The historical fault lines in psychology lie between the blank-slate model of the behaviorists and the opposite extreme favored by many evolutionary psychologists.
Both extremes would appear to be wrong. We know that personality traits are strongly influenced by genotype, for example, contrary to the behaviorist perspective. Some plausible mechanisms through which this occurs have been described, such as genetic modification of the number of neurotransmitter receptors.
On the other hand, the more we discover about the brain, the more we are impressed by its capacity to respond to changing sensory inputs. So it is quite implausible that people would be born with a fully functional genetically-determined brain “program” that solved some Darwinian problems such as preventing spousal infidelity.
The brain may not be entirely blank at birth but it is not entirely programmed either. It is an interesting mix of script and improvisation.
References
1. Barber, N. (2002). The science of romance. Buffalo, NY: Prometheus.

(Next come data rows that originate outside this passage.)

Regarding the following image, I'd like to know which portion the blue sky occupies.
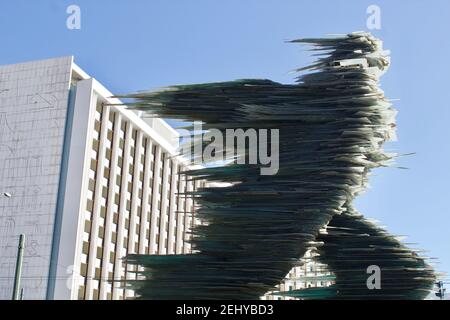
[0,0,450,290]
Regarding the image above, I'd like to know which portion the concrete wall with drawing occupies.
[0,57,72,299]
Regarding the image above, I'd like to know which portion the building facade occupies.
[0,57,200,299]
[261,249,334,300]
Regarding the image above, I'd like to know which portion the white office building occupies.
[0,57,200,299]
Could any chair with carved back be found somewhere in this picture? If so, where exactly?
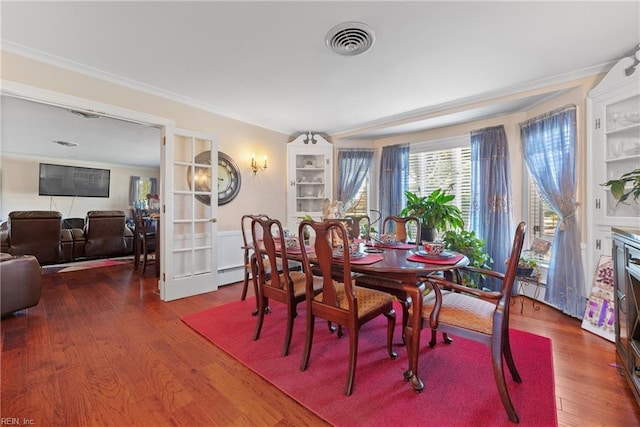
[251,216,321,356]
[382,215,421,246]
[407,222,526,423]
[133,209,157,274]
[240,214,269,301]
[298,220,397,396]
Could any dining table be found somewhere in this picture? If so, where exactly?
[278,242,469,392]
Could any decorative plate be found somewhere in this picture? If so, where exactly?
[416,249,456,259]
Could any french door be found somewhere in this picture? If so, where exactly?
[159,127,218,301]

2. Delaney-Black, V., Covington, C., Ondersma, S. J., Nordstrom-Klee, B., Templin, T., Ager, L., et al. (2002). Violence exposure, trauma, and IQ and/or reading deficits among urban children. Archives of Pediatric and Adolescent Medicine, 156, 280-285.
3. Case, A. & Paxon, C. (2008). Stature and status: Height, ability and labour market outcomes. Journal of Political Economy, 116, 491-532.
4. Plomin, R. (1990). Nature and nurture: An introduction to human behavioral genetics. Belmont, CA: Wadsworth.
5. Kalisman, N., Silberberg, G., and Markram, H. (2005). The neocortical microcircuit as a tabula rasa. Proceedings of the National Academy of Sciences, 102, 880-885.